Professional Outcomes
This course prepares you for roles such as AI/ML Developer, Data Scientist, or Applied Machine Learning Engineer — professionals ready to build, deploy, and ethically manage AI systems.
Certification Details
Overview
As a candidate for this certification, you:
Specify solutions using applied AI and machine learning to solve business problems
Collect, refine, and analyze datasets using statistical and visualization techniques
Train, evaluate, and tune a wide range of models including regression, classifiers, clusters, and neural networks
Finalize and communicate results to stakeholders, and operationalize models in production
Promote ethical standards and protect privacy in AI projects
You should be proficient in:
Python and machine learning libraries
Exploratory data analysis and model tuning
Cross-disciplinary communication with business and technical stakeholders
Managing ethical, privacy, and performance trade-offs in AI development
Skills Measured
Solve Business Problems Using AI and ML
Collect and Refine the Dataset
Set Up and Train a Model
Finalize a Model for Production
Build and Evaluate:
- Linear & Regularized Regression
- Classification Models (Binary, Multi-Class)
- Clustering Models (k-Means, Hierarchical)
- Decision Trees & Random Forests
- SVMs
- Neural Networks (MLP, CNN)Promote Data Privacy and Ethical Practices in AI
Certification Logistics
Exam Code: AIP‑110
Format: 80 multiple-choice questions
Duration: 120 minutes (including 5 minutes for Candidate Agreement and 5 minutes for Pearson VUE tutorial)
Passing Score: 60% or 59% depending on exam form
Delivery: Pearson VUE proctored (online or in test center)
Credential: Certified Artificial Intelligence (AI) Practitioner by CertNexus
Frequently Asked Questions
Is this course hands-on?
Yes.
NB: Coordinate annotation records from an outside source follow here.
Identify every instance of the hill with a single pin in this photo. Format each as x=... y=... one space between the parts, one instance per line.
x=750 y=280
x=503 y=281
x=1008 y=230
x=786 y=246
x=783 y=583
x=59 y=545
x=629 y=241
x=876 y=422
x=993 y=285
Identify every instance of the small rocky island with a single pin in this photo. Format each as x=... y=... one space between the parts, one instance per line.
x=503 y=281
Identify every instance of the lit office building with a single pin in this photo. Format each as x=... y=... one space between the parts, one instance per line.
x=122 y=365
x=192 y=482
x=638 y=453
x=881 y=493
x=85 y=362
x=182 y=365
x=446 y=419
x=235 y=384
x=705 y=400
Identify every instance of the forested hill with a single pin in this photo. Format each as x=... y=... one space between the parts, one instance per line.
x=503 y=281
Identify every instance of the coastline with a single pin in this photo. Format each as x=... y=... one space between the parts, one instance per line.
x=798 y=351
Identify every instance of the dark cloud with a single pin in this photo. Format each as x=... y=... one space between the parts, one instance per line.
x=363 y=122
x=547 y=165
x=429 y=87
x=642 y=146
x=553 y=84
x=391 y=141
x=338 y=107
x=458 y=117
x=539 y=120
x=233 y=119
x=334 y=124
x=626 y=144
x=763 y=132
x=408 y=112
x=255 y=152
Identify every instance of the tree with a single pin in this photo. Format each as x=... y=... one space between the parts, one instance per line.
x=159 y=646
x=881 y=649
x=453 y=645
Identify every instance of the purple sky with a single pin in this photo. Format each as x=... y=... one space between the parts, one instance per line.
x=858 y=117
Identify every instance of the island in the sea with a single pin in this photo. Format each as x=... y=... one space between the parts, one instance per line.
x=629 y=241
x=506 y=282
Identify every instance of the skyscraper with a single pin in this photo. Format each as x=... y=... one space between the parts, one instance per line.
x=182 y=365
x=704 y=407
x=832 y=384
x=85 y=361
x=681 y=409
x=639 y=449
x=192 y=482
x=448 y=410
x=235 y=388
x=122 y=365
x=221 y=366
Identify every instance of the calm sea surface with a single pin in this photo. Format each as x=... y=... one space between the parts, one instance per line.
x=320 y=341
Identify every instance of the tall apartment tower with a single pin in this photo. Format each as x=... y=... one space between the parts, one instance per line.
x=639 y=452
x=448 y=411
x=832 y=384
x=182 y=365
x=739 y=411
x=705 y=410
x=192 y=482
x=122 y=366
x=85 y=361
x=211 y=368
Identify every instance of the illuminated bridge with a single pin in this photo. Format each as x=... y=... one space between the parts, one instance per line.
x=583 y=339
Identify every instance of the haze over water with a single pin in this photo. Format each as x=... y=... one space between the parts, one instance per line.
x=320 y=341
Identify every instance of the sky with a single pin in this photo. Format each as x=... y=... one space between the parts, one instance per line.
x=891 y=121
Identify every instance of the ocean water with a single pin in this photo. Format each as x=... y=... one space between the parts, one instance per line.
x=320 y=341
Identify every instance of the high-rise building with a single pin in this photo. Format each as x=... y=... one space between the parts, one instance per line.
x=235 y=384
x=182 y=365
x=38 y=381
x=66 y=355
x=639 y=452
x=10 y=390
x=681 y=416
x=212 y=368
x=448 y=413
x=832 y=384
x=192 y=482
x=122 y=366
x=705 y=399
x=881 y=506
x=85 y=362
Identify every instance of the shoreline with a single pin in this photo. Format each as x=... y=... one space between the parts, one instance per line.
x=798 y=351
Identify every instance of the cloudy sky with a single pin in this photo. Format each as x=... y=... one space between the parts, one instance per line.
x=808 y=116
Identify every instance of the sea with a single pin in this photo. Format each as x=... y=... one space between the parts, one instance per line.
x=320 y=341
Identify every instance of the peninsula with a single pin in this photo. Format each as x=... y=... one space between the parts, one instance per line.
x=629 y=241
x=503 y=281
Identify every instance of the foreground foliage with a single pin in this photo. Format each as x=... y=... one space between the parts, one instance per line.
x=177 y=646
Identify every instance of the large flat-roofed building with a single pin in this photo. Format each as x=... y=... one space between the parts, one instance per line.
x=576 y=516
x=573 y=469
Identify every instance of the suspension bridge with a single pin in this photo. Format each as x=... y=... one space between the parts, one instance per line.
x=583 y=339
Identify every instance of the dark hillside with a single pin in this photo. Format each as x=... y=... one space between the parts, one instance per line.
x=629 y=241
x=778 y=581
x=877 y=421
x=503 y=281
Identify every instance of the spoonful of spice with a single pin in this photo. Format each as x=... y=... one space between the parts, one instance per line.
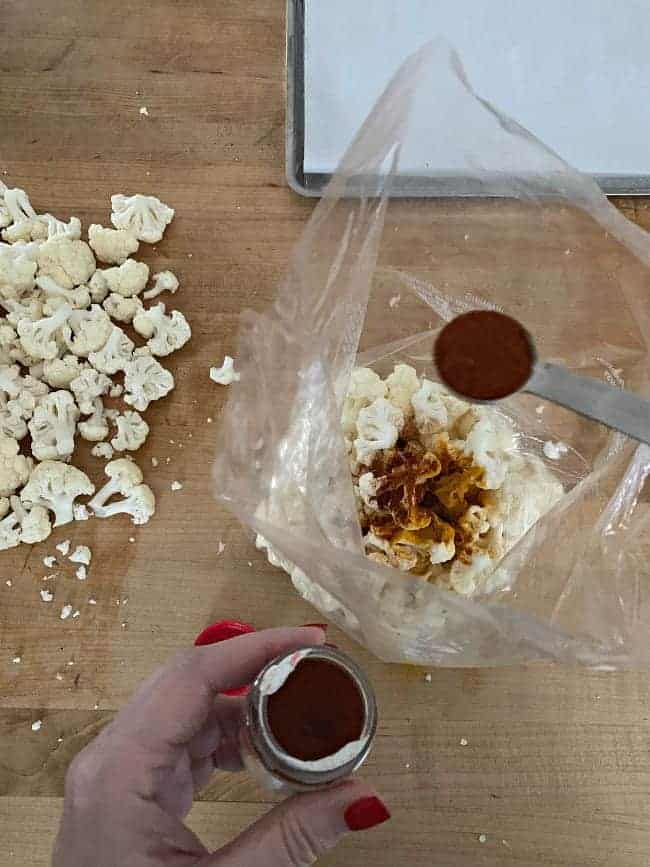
x=485 y=356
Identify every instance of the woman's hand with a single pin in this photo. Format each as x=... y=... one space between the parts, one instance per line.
x=127 y=793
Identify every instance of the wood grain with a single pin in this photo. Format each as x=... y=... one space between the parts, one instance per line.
x=556 y=768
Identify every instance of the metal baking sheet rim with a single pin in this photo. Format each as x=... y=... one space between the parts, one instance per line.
x=441 y=186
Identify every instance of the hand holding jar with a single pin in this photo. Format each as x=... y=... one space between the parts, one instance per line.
x=129 y=791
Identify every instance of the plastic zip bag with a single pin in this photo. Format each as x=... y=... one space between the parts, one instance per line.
x=371 y=281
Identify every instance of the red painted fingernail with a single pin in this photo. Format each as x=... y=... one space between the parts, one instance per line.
x=222 y=631
x=366 y=813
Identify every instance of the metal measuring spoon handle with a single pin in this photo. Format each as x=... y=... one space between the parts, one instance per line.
x=592 y=398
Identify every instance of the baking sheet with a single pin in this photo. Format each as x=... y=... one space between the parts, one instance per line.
x=576 y=74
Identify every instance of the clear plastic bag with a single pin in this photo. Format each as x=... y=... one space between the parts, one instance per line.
x=370 y=282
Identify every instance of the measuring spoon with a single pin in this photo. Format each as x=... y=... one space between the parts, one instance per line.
x=485 y=356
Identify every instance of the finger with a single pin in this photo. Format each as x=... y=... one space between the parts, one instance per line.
x=172 y=706
x=301 y=829
x=222 y=724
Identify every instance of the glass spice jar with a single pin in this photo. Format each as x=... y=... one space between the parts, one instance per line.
x=310 y=719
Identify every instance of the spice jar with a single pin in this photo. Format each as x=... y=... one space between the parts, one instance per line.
x=309 y=720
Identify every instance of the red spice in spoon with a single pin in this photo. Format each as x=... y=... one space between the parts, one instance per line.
x=484 y=355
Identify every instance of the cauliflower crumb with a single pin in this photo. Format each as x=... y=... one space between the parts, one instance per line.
x=226 y=374
x=81 y=554
x=80 y=512
x=554 y=451
x=102 y=450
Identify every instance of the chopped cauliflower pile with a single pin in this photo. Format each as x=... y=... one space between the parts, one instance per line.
x=442 y=492
x=63 y=346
It includes practical labs, coding activities, and real datasets.
Will I build my own models?
Yes. You’ll build models using Python and open-source tools like scikit-learn and Keras.
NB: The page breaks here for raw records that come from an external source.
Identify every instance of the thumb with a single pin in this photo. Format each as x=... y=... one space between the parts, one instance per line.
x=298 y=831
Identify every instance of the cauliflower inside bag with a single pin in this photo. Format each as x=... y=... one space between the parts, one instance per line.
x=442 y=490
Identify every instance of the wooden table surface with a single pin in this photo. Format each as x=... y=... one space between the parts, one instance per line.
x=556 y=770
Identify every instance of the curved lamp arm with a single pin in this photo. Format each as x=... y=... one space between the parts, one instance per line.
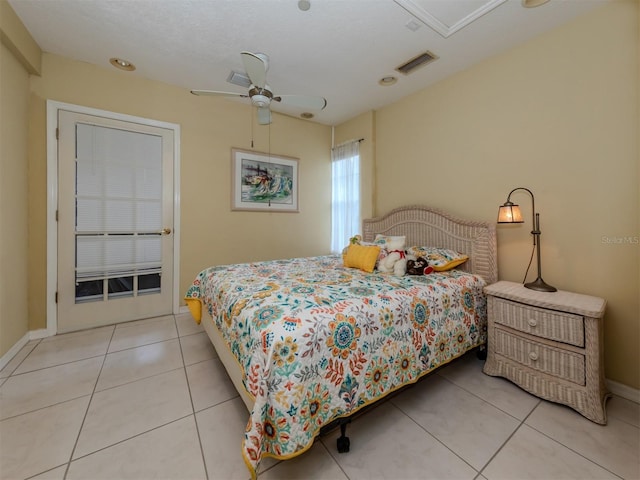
x=509 y=212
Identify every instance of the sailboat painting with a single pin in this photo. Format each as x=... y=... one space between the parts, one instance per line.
x=264 y=181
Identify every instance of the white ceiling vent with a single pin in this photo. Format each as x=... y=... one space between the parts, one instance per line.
x=416 y=62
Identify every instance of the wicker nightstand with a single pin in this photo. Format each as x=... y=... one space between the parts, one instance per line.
x=550 y=344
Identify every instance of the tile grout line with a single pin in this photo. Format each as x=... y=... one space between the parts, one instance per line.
x=435 y=438
x=504 y=444
x=571 y=449
x=86 y=412
x=193 y=408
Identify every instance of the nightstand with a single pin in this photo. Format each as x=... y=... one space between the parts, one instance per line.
x=550 y=344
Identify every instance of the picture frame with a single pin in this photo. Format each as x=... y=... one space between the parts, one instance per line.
x=263 y=182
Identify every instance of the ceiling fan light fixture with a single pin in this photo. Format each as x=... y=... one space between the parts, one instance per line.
x=122 y=64
x=260 y=100
x=304 y=5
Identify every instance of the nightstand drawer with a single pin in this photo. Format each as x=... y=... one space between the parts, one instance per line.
x=553 y=361
x=558 y=326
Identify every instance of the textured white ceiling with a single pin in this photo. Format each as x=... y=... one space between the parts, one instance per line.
x=337 y=49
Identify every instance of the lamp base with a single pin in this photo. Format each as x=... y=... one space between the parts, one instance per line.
x=540 y=285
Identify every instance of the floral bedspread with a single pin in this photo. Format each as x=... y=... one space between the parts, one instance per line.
x=318 y=340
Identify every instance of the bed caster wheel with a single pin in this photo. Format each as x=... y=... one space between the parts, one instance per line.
x=343 y=444
x=481 y=353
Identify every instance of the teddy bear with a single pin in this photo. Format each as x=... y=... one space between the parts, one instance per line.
x=395 y=261
x=418 y=266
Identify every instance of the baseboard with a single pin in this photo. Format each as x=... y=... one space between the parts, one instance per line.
x=624 y=391
x=13 y=351
x=30 y=335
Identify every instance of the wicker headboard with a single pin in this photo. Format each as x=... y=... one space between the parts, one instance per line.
x=424 y=226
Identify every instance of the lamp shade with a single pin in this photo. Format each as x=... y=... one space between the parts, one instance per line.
x=510 y=213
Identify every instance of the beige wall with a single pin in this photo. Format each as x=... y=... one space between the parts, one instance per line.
x=19 y=56
x=14 y=97
x=210 y=127
x=559 y=115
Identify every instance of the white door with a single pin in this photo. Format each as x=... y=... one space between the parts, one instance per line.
x=115 y=221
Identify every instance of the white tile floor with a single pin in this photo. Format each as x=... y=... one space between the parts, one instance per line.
x=150 y=399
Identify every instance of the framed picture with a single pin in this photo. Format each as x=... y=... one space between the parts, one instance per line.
x=263 y=182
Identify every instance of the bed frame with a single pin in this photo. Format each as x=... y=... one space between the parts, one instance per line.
x=422 y=226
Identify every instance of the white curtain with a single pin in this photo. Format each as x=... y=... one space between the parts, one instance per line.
x=345 y=197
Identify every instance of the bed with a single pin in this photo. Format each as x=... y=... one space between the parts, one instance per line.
x=308 y=342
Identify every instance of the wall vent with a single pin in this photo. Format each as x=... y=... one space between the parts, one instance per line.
x=419 y=61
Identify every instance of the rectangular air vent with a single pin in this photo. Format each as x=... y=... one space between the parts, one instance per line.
x=416 y=62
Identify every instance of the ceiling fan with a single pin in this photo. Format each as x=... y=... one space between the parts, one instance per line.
x=256 y=66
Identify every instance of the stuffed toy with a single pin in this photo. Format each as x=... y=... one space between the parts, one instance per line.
x=418 y=266
x=395 y=261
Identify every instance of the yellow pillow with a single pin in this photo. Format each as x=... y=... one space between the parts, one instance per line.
x=362 y=257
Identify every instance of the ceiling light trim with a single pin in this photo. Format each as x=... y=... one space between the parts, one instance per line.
x=439 y=26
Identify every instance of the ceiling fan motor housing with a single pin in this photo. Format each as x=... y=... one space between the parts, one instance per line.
x=260 y=97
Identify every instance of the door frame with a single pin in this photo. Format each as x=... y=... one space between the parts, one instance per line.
x=53 y=107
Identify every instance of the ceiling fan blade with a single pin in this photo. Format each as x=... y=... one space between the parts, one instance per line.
x=219 y=94
x=302 y=101
x=264 y=116
x=256 y=68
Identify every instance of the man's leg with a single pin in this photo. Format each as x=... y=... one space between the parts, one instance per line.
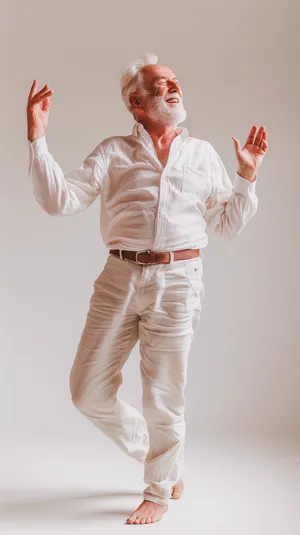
x=166 y=329
x=109 y=335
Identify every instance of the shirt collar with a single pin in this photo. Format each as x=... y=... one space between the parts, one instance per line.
x=141 y=133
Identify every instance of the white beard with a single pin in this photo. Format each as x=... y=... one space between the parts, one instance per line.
x=158 y=110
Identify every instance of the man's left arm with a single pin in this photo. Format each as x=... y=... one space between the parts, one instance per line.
x=229 y=206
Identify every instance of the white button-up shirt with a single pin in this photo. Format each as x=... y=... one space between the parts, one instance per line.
x=145 y=205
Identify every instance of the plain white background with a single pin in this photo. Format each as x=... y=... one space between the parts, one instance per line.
x=238 y=66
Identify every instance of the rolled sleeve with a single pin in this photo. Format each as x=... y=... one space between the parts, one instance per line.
x=229 y=207
x=61 y=193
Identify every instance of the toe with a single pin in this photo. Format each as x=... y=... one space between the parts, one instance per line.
x=131 y=519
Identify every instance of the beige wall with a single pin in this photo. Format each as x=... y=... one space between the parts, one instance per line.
x=238 y=65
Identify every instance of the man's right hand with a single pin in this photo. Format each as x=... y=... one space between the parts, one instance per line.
x=38 y=109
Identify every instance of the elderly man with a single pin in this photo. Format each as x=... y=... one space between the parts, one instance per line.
x=159 y=189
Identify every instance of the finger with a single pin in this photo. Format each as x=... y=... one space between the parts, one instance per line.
x=258 y=137
x=41 y=92
x=252 y=135
x=36 y=99
x=33 y=90
x=46 y=104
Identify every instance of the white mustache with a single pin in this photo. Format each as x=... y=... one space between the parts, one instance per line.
x=173 y=95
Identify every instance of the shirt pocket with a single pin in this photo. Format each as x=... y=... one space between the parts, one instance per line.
x=195 y=182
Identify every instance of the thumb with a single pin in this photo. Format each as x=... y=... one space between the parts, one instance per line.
x=236 y=144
Is this course beginner-friendly?
No. It is designed for intermediate-level learners with coding and basic AI experience.
Are neural networks and deep learning covered?
Yes. Modules include MLPs, CNNs, and introductory GAN concepts.
Do I need prior experience with AI/ML tools?
Some experience is recommended. Prior completion of AIBIZ or equivalent is suggested.
Is this an official certification course?
Yes. It’s the official CertNexus training for the AIP‑110 exam.
Is this HRDC claimable?
Yes. It is fully claimable under HRD Corp for eligible Malaysian employers.
Can we run this for a corporate group?
Yes. GemRain offers in-house or virtual delivery for teams.
Will I get a certificate after the course?
Yes. You’ll receive a GemRain certificate of completion and be exam-ready.